Eye on 2024: The Modi-Shah game plan behind change of guard in key heartland states
The Bharatiya Janata Party has effected a major overhaul in ranks with the announcement of three largely unknown faces as its choice for chief ministers in the Hindi heartland states of Madhya Pradesh, Rajasthan and Chhattisgarh. The generational shift in the top leadership in the three key states in the Hindi heartland, a belt that the BJP under Prime Minister Narendra Modi draws its maximum strength, also marks the end of the Vajpayee-Advani era of the BJP.
With the phasing out of towering personalities like Shivraj Singh Chouhan, Vasundhara Raje and Raman Singh, the party now has no chief minister in any state where it is in power who had served before 2014. Perhaps the only recognisable face among the BJP’s three CM picks is Vishnu Deo Sai who has been appointed as the legislature party leader in Chhattisgarh. While the party chose old RSS hand and three-time MLA Mohan Yadav as the Madhya Pradesh CM, Vishnu Deo Sai served as a union minister and the president of the state’s party unit. In Rajasthan, the party announced first-time legislator Bhajanlal Sharma as the new CM of the state.
The ‘Naya BJP’
The selection of the new chief ministers in three key states has a clear stamp of the Modi-Shah strategy. While critics dismiss it as a bid by the central leadership to concentrate power within itself by appointing low-profile leaders and ensuring absolute obedience, the BJP claims the reality as quite the opposite. What is evident from the choices though is that the party has its sights set on the Lok Sabha elections in 2024.

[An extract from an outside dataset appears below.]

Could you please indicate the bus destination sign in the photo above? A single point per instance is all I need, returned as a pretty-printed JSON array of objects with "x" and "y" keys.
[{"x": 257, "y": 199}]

The BJP has struck a fine balancing act in the phasing out of the old and bringing in the new. Mohan Yadav’s choice as the Madhya Pradesh CM signifies the party’s outreach to the Other Backward Classes community, a vote bank that PM Modi has cultivated through his welfare schemes. With Yadav’s appointment, the party has attempted to break into a territory that it has so far failed to breach – the powerful Yadav vote bank. While non-Yadav OBCs have rallied behind the BJP in past general elections, Yadavs have so far preferred to vote for other family parties such as RJD in Bihar and the SP in Uttar Pradesh. With the MP CM choice, the BJP has tried to woo Yadav voters into its fold and also sent them a signal that they do not need to bank on family parties alone.
Also Read: Election Results 2023: Why BJP’s Rajasthan win should leave Modi-Shah worried
Similarly, picking Vishnu Deo Sai, a leader from the ST community, is being seen as an attempt by the BJP to expand its tribal outreach that began with the appointment of Droupadi Murmu as the President. In Rajasthan, on the other hand, picking Bhajanlal Sharma as the Chief Minister signifies the party’s intent to keep its Brahmin and upper caste vote, its traditional support base, intact. The choice of Deputy CMs — Diya Kumari and Prem Chand Bairwa in Rajasthan, and Jagdish Devda and Rajendra Shukla in MP — also shows the BJP’s attempts to strike the right caste balance. While Diya Kumari is a Rajput face, Bairwa is a Dalit. Similarly, Devda is a Dalit face while Shukla is a Brahmin.
Negating Opposition’s caste card
A victory such as the one BJP has registered this time has set off speculation that the return of the Modi government for a third term in 2024 is imminent. However, when it comes to the BJP under Modi and Amit Shah, expect them to leave nothing to chance. Much of the campaign of the Opposition in the Hindi heartland — the Congress, in particular, centred around the issue of caste census. That promise, coupled with the hope of a possible overhaul of the reservation regime based on the findings of a caste-based survey, however, found few takers.
Also Read: BJP picks Bhajanlal Sharma as Rajasthan CM, Diya Kumari and Prem Chand Bairwa as Deputy CMs
The BJP was also repeatedly asked how many OBC chief ministers it has picked so far. The caste mix that the seven new appointees represent, however, takes the punch out of the bias that the Congress has tried to label the BJP with. Three of the seven appointees are upper caste, two are Dalits, one is an OBC and one is a tribal. The lethal mix also gives the BJP the ammo to counter the Opposition on its own dilemma on the caste census – something made evident by Karnataka Deputy CM DK Shivakumar’s Opposition to the release of the caste survey report cleared by Siddaramaiah.